Hits: 187

# Huffman Coding

#### In this tutorial, you will learn how Huffman Coding works. Also, you will find working examples of Huffman Coding in Python.

Huffman Coding is a technique of compressing data to reduce its size without losing any of the details. It was first developed by David Huffman.

Huffman Coding is generally useful to compress the data in which there are frequently occurring characters.

## How Huffman Coding works?

Suppose the string below is to be sent over a network.

Each character occupies 8 bits. There are a total of 15 characters in the above string. Thus, a total of `8 * 15 = 120`

bits are required to send this string.

Using the Huffman Coding technique, we can compress the string to a smaller size.

Huffman coding first creates a tree using the frequencies of the character and then generates code for each character.

Once the data is encoded, it has to be decoded. Decoding is done using the same tree.

Huffman Coding prevents any ambiguity in the decoding process using the concept of **prefix code** ie. a code associated with a character should not be present in the prefix of any other code. The tree created above helps in maintaining the property.

Huffman coding is done with the help of the following steps.

- Calculate the frequency of each character in the string.

- Sort the characters in increasing order of the frequency. These are stored in a priority queue
`Q`.

- Make each unique character as a leaf node.
- Create an empty node
`z`. Assign the minimum frequency to the left child of z and assign the second minimum frequency to the right child of`z`. Set the value of the`z`as the sum of the above two minimum frequencies.

- Remove these two minimum frequencies from
`Q`and add the sum into the list of frequencies (* denote the internal nodes in the figure above). - Insert node
`z`into the tree. - Repeat steps 3 to 5 for all the characters.

- For each non-leaf node, assign 0 to the left edge and 1 to the right edge.

For sending the above string over a network, we have to send the tree as well as the above compressed-code. The total size is given by the table below.

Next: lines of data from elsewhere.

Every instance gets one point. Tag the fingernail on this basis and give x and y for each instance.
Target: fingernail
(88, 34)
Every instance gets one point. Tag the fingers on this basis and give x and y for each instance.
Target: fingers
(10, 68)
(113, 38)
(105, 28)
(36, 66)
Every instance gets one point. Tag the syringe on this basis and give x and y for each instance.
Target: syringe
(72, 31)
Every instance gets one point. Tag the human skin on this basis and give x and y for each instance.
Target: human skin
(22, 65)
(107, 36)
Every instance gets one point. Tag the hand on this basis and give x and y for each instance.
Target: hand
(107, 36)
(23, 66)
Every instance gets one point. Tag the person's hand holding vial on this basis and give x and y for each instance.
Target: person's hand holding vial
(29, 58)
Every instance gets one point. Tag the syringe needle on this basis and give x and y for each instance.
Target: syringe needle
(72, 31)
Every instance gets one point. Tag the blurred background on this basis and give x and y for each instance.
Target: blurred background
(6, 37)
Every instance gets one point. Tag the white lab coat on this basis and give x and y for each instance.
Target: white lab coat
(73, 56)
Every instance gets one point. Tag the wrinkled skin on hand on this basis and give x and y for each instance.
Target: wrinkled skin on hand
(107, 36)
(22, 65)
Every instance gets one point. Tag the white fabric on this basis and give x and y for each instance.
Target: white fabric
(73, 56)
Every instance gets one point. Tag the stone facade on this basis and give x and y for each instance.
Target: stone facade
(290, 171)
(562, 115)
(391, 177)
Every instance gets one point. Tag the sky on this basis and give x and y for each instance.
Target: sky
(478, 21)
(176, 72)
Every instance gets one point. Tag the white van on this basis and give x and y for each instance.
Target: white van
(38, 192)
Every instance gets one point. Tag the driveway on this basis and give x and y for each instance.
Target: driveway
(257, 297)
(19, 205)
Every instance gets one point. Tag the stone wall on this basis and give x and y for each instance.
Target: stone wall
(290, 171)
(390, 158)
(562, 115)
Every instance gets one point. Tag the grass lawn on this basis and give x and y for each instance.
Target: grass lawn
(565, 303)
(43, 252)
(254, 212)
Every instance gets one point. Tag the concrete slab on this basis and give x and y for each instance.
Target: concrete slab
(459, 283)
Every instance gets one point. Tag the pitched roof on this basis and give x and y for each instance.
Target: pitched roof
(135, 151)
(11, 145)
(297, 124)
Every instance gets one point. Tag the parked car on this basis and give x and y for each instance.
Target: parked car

Character | Frequency | Code | Size |
---|---|---|---|

A | 5 | 11 | 5*2 = 10 |

B | 1 | 100 | 1*3 = 3 |

C | 6 | 0 | 6*1 = 6 |

D | 3 | 101 | 3*3 = 9 |

4 * 8 = 32 bits | 15 bits | 28 bits |

Without encoding, the total size of the string was 120 bits. After encoding the size is reduced to `32 + 15 + 28 = 75`

.

## Decoding the code

For decoding the code, we can take the code and traverse through the tree to find the character.

Let 101 is to be decoded, we can traverse from the root as in the figure below.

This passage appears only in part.